As meninas riem, mas eu continuo olhando os olhos de Meck. Posso estar errada pela primeira vez, mas Meck não parece ter dito aquilo brincando. Está estranho.

Antes que eu consiga perguntar qualquer coisa para ele, Mokado chega à mesa (com sua segunda rodada) e traz alguém com ela.

— Esse é o Zaki, meu amigo, obreira Bia. Ele é do Universitários aqui de Jakra.

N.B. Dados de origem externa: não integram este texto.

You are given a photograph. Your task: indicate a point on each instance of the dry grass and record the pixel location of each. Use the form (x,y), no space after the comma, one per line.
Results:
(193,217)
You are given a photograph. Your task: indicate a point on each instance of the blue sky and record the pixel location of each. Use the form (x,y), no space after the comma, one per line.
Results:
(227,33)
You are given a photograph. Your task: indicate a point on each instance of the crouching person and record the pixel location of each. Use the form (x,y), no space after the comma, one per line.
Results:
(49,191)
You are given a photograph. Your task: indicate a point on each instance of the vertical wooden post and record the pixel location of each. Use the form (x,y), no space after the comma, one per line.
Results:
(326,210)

— Olá, obreira Bia, prazer conhecê-la.

— Ah, olá — respondo.

Por mais fria que eu fique, Mokado e ele permanecem na mesa. Aos poucos as meninas saem para pegar sobremesa e nos deixam a sós. Até Mokado ameaça sair, mas mantenho-a na conversa. Se ficar apenas o Meck na mesa será como se apenas Zaki e eu estivessem, pois Meck quase não conversa. E ficarmos apenas eu com um rapaz não é certo. O que faço? Enquanto converso da boca para fora, dentro de mim busco motivos para cortar pela raiz qualquer sentimento, mas não encontro. Graças a Deus a mesa enche de amigos, mas Zaki não sai sem antes ser adicionado ao nosso grupo de Marazul (não sei o que deu na ideia de Felipe em adicioná-lo; agora ele tem acesso ao meu número).

Se bem que não há tanto o que temer. Eu sou fiel, faço a vontade de Deus e estou dentro da mesma. Não tenho nada a perder em apenas conversar com esse rapaz.